The “July Effect” on Shoulder Arthroplasty: Are Complication Rates Higher at the Beginning of the Academic Year?

Daniel G Tobert 1,2,3,4,5, Mariano E Menendez 1,2,3,4,5, David C Ring 1,2,3,4,5, Neal C Chen 1,2,3,4,5
PMCID: PMC6110434  PMID: 30175174

Abstract

Background:

The ”July effect” is a colloquialism asserting an increased rate of errors at the start of the academic year in teaching hospitals. This retrospective population-based study evaluated for the presence of the July effect in performing shoulder arthroplasty.

Methods:

Using the Nationwide Inpatient Sample for 2002 through 2011, a total of 178,590 patients undergoing shoulder arthroplasty at academic medical centers were identified and separated into 2 groups: 1) patients admitted during July and 2) patients admitted between August and June. Multivariable logistic regression was used to identify associations with inpatient mortality and adverse events, blood transfusion, prolonged length of stay (>75th percentile) and non-routine discharge.

Results:

After adjusting for patient, procedure, and hospital characteristics in multivariable modeling, admission in July was not associated with increased risk for inpatient mortality (OR 1.6) aggregate morbidity, blood transfusion, prolonged length of stay, and non-routine discharge.

Conclusion:

This nationwide database analysis shows that shoulder arthroplasty at academic medical centers is not associated with increased perioperative morbidity and resource utilization during the month of July.

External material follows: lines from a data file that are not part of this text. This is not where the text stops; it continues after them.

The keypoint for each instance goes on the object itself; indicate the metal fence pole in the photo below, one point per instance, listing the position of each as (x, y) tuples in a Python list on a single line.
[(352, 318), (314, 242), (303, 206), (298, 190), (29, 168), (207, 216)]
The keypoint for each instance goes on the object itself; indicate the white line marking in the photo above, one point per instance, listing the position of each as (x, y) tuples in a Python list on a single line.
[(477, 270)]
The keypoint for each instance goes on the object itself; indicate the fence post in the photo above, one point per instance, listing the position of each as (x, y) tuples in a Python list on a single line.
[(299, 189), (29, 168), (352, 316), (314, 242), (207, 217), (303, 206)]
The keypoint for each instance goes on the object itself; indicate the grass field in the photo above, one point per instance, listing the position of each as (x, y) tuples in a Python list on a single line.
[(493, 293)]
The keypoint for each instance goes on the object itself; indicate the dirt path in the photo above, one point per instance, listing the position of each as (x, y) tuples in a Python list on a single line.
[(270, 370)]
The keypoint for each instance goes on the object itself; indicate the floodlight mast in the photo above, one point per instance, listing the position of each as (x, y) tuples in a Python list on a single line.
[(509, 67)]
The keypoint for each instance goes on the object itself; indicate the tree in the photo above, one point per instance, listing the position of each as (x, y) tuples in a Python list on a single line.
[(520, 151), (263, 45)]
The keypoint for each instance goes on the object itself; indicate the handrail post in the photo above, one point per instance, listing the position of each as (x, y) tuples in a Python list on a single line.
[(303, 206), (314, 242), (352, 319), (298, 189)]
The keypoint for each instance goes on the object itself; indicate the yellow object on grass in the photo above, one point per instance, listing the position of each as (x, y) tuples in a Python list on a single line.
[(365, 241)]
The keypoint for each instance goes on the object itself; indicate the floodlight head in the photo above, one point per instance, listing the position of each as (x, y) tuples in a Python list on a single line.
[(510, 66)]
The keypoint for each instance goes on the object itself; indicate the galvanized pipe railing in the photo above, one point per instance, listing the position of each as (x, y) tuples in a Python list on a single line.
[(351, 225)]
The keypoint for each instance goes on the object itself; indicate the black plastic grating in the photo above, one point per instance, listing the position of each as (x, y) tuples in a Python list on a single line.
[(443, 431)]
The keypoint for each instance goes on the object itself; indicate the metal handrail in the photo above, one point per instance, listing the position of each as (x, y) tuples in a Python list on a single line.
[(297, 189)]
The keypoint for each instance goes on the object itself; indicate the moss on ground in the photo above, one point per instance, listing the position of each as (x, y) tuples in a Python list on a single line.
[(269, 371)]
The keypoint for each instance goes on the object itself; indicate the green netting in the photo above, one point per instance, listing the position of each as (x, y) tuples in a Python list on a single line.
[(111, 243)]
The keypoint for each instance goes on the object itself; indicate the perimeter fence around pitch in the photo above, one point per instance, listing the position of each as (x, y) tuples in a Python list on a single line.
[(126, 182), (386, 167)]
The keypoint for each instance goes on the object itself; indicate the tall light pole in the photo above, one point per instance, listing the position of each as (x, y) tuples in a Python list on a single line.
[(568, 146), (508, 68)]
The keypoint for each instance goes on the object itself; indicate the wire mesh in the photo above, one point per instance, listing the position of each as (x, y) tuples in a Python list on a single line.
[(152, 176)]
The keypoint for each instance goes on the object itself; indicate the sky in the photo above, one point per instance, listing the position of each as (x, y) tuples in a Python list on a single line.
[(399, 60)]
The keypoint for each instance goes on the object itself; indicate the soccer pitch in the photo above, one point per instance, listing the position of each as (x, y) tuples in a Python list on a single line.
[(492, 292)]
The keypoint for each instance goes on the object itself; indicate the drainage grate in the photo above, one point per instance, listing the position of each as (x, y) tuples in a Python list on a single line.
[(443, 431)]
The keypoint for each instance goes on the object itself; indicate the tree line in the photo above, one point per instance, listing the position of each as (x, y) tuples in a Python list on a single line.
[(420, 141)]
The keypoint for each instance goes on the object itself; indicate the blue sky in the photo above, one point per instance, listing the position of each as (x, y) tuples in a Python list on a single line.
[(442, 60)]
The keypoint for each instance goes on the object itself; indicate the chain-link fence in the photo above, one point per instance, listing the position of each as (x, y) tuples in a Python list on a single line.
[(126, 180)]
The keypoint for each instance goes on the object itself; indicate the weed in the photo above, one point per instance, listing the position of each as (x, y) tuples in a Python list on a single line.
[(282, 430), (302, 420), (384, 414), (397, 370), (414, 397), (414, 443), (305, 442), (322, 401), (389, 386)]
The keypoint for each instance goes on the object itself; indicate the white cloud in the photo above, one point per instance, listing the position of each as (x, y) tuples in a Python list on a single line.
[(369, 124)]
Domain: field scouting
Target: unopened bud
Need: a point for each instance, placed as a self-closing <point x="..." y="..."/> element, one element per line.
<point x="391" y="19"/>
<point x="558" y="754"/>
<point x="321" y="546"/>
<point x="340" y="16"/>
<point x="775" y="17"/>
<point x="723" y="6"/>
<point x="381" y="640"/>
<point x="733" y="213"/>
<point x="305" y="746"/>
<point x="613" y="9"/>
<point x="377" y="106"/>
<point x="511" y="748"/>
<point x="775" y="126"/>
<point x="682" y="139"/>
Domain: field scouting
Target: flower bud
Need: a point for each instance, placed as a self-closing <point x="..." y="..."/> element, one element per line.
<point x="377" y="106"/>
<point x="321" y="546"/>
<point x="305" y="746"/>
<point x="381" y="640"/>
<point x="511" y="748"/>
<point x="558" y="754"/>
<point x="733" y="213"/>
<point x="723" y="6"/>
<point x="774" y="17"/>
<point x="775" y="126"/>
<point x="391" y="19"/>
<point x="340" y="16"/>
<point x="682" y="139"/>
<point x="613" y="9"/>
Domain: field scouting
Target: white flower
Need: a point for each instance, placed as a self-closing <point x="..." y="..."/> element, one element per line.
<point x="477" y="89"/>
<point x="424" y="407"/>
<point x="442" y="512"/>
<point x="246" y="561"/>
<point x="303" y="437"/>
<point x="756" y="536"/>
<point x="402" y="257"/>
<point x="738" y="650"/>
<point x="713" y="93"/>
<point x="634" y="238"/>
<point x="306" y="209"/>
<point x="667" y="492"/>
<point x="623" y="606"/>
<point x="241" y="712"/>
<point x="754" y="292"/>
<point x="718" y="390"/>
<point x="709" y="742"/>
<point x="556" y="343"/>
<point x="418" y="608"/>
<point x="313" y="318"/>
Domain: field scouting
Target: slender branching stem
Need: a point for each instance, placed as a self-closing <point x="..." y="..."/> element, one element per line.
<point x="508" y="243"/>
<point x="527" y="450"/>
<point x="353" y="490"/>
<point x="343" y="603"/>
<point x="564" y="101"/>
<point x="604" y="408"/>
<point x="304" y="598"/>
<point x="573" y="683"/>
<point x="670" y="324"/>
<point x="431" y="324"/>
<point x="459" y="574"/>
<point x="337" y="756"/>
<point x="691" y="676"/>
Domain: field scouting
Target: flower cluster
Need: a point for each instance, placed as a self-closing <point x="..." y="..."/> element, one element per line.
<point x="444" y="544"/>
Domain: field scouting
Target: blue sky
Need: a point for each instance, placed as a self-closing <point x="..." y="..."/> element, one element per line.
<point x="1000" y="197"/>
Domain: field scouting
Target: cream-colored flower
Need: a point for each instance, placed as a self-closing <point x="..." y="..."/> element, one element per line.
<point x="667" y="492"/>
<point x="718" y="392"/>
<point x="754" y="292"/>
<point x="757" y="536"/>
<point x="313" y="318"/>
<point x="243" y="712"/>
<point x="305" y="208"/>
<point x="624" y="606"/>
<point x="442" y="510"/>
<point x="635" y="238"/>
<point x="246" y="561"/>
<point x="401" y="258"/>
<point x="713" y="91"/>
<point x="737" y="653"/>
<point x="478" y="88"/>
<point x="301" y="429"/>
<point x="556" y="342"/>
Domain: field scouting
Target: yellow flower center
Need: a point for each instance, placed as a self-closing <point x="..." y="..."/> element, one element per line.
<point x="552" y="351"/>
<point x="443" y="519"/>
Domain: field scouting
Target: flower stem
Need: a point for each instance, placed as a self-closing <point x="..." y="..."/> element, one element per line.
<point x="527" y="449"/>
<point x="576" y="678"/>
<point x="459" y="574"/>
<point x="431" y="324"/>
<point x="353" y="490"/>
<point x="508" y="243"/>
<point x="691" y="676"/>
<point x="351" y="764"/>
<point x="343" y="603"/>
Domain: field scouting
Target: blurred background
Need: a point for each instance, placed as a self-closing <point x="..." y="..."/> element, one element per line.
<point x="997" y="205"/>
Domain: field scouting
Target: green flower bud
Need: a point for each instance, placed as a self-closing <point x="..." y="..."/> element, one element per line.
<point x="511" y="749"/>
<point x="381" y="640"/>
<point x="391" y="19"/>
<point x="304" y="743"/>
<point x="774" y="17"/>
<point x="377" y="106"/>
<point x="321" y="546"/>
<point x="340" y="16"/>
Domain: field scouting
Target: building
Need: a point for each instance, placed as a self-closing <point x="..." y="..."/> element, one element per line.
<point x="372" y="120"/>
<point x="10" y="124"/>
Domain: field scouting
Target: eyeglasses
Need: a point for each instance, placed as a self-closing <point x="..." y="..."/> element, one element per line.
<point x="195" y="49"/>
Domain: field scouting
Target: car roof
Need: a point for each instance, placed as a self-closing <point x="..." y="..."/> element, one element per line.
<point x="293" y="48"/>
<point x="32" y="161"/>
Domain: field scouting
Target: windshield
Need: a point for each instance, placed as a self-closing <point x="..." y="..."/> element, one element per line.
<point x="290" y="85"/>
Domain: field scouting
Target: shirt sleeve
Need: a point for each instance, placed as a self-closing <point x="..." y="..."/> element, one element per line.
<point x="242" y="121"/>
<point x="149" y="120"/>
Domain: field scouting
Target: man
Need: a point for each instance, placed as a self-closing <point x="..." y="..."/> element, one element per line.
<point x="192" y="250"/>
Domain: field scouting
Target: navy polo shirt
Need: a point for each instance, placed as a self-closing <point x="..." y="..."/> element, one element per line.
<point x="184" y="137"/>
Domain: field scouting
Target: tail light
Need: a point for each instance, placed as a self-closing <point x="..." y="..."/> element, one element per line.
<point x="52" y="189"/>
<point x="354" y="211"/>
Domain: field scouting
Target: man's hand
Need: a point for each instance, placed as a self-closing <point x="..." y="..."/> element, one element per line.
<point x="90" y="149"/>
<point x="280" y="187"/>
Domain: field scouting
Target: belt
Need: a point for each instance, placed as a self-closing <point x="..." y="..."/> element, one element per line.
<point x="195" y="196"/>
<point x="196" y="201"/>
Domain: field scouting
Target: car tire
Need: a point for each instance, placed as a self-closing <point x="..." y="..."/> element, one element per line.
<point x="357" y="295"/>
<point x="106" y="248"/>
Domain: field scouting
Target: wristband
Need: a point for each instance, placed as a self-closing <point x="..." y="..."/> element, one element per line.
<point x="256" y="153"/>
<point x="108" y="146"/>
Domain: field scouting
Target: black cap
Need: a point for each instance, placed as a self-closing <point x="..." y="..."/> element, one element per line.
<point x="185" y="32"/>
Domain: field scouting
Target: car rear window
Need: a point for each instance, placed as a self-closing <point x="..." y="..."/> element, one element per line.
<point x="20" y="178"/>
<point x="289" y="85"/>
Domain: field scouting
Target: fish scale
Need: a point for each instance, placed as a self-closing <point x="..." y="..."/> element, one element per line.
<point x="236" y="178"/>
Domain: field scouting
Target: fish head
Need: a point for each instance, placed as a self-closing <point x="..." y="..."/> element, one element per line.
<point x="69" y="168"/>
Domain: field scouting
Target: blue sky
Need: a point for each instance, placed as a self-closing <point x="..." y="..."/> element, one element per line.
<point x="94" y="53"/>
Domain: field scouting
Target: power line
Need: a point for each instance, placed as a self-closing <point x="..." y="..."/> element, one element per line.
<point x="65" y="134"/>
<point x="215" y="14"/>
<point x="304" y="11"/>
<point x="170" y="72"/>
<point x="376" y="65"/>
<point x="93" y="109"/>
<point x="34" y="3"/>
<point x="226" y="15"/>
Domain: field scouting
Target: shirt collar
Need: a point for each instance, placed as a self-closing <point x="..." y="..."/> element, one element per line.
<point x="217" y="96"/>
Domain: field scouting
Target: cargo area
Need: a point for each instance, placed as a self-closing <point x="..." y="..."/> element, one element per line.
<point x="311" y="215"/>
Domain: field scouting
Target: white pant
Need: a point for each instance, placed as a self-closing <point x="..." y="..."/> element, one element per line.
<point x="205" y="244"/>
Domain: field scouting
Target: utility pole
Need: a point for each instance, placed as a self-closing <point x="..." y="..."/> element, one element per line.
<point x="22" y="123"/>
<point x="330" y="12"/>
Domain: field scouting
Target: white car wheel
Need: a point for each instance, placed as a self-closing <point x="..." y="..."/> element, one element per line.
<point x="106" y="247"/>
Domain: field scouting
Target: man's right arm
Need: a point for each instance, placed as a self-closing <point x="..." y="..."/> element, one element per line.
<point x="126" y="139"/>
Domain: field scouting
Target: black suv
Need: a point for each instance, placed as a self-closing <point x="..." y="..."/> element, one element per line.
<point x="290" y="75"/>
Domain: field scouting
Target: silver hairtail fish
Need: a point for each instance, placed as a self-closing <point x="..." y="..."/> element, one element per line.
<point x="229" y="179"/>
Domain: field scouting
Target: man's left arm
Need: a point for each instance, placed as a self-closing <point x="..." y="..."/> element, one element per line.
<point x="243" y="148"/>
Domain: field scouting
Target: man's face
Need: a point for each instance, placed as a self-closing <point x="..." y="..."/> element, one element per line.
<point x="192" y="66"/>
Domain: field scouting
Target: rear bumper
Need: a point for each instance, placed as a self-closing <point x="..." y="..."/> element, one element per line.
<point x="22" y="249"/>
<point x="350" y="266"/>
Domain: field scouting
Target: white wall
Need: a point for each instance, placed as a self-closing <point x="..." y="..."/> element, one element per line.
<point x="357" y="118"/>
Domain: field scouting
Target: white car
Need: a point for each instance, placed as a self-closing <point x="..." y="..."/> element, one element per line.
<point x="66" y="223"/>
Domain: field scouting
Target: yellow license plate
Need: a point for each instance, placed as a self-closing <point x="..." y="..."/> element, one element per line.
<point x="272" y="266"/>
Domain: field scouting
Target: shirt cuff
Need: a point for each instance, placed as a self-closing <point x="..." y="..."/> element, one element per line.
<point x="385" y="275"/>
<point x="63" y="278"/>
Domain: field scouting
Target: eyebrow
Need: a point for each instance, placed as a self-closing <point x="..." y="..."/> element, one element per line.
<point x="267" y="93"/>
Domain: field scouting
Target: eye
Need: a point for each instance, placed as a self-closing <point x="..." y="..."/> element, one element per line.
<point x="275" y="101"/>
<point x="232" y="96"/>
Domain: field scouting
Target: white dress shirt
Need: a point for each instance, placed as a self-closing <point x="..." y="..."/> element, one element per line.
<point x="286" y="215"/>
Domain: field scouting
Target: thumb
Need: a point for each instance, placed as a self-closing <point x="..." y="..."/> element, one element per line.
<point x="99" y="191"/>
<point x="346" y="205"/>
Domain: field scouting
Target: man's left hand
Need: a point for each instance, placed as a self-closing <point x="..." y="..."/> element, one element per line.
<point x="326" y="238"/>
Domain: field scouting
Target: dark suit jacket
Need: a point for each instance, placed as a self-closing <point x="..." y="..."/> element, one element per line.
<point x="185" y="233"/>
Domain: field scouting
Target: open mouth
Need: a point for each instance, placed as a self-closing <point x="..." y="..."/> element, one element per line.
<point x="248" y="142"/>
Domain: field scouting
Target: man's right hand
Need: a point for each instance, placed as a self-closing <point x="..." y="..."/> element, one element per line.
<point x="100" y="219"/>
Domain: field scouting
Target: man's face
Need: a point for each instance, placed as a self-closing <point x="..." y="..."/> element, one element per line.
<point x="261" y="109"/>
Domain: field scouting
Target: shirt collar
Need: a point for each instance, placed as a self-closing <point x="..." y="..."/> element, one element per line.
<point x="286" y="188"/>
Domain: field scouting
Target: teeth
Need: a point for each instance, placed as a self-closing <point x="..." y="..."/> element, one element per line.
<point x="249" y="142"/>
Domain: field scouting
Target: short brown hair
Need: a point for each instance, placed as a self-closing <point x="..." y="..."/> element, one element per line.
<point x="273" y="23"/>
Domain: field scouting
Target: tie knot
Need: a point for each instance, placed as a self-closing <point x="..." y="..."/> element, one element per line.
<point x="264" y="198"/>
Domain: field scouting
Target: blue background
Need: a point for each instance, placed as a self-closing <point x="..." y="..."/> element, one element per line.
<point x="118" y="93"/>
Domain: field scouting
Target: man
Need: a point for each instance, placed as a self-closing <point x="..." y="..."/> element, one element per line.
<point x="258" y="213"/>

Key Words: Complications, July effect, Nationwide inpatient sample, Resident education, Shoulder arthroplasty, Teaching hospitals

Introduction

The “July Effect” is a colloquialism that implies there are more hospital errors when new surgical resident trainees begin in July, resulting in increased complications and mortality. Database studies have examined this across many specialties and found varying results when evaluating mortality rates, length of stay, and medication errors (18). Shoulder arthroplasty is increasingly being performed in older patients with more complex comorbidities, resulting in longer lengths of hospital stay (911). Because this population may be older and more infirm than those undergoing other orthopaedic surgeries, they constitute an appropriate sample for analysis. We postulate that patients undergoing total shoulder arthroplasty or reverse shoulder arthroplasty have no difference in mortality or adverse events in the month of July compared to the months of August through June.

Materials and Methods

Data Source

We conducted a retrospective population-based study using discharge records from the Nationwide Inpatient Sample (NIS) from 2002 through 2011. The NIS is compiled by the Agency for Healthcare Research and Quality, and constitutes the largest inpatient care database in the United States. The NIS collects data from a 20% stratified sample of all acute-care hospitalizations across the nation. This amounts to nearly eight million discharges from more than 1000 short-term and non-Federal hospitals each year. Therefore, when extrapolated the data represents approximately 40 million discharges. Besides incorporating patient- and hospital-level data, the NIS collects up to 25 diagnoses and 15 procedures (standardized with the International Classification of Diseases, 9th Revision, Clinical Modification [ICD-9-CM] codes), and several hospitalization outcomes such as length of stay and discharge disposition. The NIS has been increasingly used for comparative health services research since its inception in 1988 (12-14). Formal approval by our Institutional Review Board was not required, as the data contained no personal identifiers.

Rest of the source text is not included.